- - Thursday, May 25, 2017

This is the season of pride, hope and ambition. Thousands of young men and women will walk across a stage in stadiums, arenas and auditoriums to get a coveted reward for 12 years of pain, strain and hard work. The graduates, with their parents and teachers, can rightly take a bow for genuine accomplishment.

But perhaps not at Heritage Academy in Hagerstown, Md., where one young woman will be denied her moment in the sun because she is pregnant without benefit of clergy. The principal of the school, an independent Christian academy, thinks it his duty to deny Maddi Runkles her walk across the stage.

Dave Hobb, the principal, cites the Bible — specifically Romans 12:21 — as the authority for his decision. In that verse, the Apostle Paul tells Christian believers to “be not overcome of evil, but overcome evil with good.” That strikes us as good advice, but we can’t see that Maddi Runkles, by all accounts a thoughtful young woman who has worked hard (she graduates with a 4.0 grade average) and lived a Christian life, has done anything remotely evil.



“Maddi is a great kid,” says her father, Scott Runkles, a member of the school’s board. “She just happens to have had a lapse in judgment.”

That sounds right to us, too. If Principal Hobb wants to look to the Scriptures for guidance, he might look for it in the seventh verse of the eighth chapter of the Gospel of John. A woman was brought to Jesus by the Pharisees, who said she had been caught in adultery, “in the very act.” The Law of Moses, they reminded him, prescribed stoning, so “what sayest thou?” He gave them an answer that could apply even today, even in Hagerstown: “He that is without sin among you, let him first cast a stone at her.”
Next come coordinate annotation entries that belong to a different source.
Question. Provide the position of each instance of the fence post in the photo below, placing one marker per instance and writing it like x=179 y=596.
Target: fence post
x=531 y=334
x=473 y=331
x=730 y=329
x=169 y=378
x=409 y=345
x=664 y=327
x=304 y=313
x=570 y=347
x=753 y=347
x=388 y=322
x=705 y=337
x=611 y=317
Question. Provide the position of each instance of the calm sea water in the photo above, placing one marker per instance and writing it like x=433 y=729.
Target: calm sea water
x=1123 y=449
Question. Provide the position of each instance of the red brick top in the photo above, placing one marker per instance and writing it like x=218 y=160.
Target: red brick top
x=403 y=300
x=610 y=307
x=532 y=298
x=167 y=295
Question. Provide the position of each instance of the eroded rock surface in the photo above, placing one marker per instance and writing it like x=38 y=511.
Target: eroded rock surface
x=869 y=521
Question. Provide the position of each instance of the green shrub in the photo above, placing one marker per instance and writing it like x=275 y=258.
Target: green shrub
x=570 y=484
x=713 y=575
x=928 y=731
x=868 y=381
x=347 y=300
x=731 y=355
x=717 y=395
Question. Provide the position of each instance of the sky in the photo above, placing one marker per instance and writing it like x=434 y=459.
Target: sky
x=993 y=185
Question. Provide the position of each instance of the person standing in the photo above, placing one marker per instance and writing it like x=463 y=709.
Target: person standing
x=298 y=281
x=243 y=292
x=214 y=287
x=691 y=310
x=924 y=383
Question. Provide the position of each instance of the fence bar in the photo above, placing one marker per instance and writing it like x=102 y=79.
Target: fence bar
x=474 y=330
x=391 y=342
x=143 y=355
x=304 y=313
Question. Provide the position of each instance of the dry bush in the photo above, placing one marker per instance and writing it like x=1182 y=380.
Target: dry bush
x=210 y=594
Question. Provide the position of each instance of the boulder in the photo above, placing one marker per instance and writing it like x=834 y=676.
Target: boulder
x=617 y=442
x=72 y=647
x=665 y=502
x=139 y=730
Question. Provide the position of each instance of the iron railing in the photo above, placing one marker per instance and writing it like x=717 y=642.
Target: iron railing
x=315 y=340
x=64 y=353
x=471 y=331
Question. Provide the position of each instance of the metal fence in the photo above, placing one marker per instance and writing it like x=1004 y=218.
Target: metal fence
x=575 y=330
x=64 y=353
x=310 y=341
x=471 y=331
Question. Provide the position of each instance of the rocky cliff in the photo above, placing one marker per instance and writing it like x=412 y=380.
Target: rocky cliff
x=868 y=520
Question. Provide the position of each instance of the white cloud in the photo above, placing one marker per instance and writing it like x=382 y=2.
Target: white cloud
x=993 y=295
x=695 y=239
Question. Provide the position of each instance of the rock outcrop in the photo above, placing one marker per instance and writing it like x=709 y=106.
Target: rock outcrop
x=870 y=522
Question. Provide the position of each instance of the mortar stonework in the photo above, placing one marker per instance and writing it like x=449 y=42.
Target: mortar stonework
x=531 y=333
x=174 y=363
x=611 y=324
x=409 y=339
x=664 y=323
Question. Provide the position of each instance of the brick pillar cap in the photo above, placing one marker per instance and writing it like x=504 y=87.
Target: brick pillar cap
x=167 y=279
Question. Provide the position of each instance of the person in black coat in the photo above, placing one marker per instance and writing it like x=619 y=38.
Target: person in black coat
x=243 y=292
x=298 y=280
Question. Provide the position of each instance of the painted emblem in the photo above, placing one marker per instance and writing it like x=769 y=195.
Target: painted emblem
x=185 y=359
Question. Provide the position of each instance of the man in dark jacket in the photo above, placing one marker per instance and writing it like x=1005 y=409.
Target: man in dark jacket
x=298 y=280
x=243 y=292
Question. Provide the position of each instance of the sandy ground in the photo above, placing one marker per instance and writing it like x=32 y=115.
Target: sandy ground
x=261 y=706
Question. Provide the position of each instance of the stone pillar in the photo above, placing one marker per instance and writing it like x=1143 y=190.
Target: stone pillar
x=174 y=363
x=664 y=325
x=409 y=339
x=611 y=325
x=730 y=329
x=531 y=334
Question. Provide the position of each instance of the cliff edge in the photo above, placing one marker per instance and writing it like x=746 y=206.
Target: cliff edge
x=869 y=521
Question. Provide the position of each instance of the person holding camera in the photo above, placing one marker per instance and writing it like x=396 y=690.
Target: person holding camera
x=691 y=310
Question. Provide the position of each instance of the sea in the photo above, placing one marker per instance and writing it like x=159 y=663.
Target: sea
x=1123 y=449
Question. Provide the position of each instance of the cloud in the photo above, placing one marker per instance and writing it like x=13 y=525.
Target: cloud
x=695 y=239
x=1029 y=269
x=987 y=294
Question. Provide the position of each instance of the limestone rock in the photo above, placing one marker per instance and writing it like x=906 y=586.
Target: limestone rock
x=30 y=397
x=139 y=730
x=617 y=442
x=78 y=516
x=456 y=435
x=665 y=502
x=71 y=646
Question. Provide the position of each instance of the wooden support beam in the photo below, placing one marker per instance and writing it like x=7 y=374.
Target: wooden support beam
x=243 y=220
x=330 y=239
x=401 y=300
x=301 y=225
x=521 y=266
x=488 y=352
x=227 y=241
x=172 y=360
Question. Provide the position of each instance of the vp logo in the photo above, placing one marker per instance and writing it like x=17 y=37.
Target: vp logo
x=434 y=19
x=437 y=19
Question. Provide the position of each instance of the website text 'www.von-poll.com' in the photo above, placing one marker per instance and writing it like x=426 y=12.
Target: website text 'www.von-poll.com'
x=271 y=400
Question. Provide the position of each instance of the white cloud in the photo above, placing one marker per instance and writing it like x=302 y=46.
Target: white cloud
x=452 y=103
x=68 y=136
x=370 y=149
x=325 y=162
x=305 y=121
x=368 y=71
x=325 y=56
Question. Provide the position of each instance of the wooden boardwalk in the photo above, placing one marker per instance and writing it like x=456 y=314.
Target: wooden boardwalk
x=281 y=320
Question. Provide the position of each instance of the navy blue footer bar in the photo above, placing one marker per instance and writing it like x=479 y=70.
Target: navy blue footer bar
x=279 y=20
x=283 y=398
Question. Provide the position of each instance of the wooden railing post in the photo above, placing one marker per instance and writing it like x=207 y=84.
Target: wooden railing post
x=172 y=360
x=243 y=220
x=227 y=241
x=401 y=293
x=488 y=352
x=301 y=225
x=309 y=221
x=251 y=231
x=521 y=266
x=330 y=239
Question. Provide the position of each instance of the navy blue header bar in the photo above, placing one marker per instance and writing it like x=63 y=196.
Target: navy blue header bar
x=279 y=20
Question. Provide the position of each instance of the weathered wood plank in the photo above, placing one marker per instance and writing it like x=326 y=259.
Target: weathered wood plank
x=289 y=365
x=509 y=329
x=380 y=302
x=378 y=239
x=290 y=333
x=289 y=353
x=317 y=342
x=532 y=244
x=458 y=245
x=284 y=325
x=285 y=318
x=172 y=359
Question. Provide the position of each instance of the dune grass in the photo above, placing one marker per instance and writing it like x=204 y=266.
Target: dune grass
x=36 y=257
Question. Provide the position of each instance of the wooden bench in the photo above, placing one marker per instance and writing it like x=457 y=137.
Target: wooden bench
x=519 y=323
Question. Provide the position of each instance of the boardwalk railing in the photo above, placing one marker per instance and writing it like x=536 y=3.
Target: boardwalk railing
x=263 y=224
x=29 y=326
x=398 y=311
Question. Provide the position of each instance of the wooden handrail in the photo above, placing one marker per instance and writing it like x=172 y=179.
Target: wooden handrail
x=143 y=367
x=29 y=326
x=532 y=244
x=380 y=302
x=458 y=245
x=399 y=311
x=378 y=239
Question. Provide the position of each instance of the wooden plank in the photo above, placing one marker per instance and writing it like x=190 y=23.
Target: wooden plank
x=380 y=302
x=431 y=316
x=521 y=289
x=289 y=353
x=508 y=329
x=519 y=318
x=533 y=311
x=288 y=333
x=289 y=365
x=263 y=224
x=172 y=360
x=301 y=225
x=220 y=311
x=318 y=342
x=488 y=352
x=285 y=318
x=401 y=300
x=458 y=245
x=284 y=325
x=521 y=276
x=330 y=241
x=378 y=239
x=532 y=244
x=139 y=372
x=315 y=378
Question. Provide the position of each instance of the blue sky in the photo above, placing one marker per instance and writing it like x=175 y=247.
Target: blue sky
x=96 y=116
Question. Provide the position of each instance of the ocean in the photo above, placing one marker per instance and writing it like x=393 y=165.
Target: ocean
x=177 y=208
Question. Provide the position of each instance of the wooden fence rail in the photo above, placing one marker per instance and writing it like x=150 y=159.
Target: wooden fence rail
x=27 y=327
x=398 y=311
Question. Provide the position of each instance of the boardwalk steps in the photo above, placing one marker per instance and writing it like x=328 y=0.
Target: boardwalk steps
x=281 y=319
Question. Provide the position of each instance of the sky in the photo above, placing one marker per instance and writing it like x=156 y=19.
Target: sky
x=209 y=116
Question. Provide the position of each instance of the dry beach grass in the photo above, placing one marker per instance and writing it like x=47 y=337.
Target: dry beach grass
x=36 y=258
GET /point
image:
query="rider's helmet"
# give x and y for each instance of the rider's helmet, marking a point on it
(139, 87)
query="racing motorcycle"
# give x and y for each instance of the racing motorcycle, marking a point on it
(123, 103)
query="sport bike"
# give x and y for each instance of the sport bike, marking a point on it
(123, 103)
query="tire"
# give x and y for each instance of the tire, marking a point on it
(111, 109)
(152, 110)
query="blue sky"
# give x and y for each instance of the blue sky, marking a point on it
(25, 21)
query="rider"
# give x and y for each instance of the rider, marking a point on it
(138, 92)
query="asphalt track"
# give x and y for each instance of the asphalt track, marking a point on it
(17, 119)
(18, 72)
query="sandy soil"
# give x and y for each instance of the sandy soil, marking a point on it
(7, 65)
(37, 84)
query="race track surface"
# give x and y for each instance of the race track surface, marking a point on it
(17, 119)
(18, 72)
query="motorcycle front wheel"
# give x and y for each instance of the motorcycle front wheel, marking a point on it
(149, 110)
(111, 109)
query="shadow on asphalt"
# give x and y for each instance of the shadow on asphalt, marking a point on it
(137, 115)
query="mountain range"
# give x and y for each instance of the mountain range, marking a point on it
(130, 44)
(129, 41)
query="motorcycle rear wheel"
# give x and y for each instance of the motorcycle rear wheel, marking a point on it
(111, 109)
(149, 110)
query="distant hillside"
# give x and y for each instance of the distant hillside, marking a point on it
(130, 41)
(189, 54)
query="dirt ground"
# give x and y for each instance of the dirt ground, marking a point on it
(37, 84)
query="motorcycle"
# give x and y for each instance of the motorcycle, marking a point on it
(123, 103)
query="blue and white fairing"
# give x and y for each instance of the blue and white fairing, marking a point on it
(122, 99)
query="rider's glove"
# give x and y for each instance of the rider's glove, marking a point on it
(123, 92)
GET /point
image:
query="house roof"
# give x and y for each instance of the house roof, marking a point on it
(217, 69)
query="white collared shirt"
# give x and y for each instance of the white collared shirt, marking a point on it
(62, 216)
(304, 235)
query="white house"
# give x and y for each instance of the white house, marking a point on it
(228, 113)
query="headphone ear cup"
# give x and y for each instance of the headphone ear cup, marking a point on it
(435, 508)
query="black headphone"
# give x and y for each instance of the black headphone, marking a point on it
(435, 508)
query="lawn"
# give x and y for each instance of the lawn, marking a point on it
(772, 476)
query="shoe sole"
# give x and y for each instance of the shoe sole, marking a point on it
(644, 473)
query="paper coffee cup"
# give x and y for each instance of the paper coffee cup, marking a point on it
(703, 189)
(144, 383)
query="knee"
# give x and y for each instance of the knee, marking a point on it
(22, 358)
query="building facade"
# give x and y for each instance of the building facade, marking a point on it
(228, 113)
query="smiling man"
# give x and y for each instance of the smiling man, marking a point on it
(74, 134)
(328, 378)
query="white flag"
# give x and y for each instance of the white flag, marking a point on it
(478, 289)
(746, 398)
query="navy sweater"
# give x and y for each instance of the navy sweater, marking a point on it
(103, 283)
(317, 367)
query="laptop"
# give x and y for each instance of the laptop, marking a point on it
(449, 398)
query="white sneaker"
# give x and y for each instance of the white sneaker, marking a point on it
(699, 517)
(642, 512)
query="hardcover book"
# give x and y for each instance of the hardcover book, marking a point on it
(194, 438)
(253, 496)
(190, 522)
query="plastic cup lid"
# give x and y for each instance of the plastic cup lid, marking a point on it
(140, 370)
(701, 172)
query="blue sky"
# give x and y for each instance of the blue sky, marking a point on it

Maddi, despite her lapse of judgment, as her father kindly put it, bears no kinship with the woman brought to Jesus, except that she, like Principal Hobb and all the rest of us, is not without sin. But we hope that Principal Hobb and the elders of Heritage Academy can find the mercy and compassion in their hearts to enable Maddi to receive what she has earned though diligence, application and hard work.

The principal learned of Maddi’s predicament when her father told him of it. Maddi could have resolved such a dilemma with an abortion, as many women have done. Surely this should weigh in the calculations of those who sit in judgment at Heritage Academy.

“The decision to choose life is not always easy,” the national pro-life advocacy group Susan B. Anthony List says in support of Maddi. Such a choice is “certainly not always popular with a culture that promotes convenience over personal responsibility. Maddi made a personal choice to love and protect her unborn son, and she deserves compassion and support, especially from fellow Christians.”

To that we offer a secular heartfelt amen. Maddi will get her diploma, but will be denied the honor she earned, to walk in the procession with her 14 senior classmates at Heritage Academy. We urge Principal Hobbs, who no doubt wants to do the Christian thing, to give Maddi her due.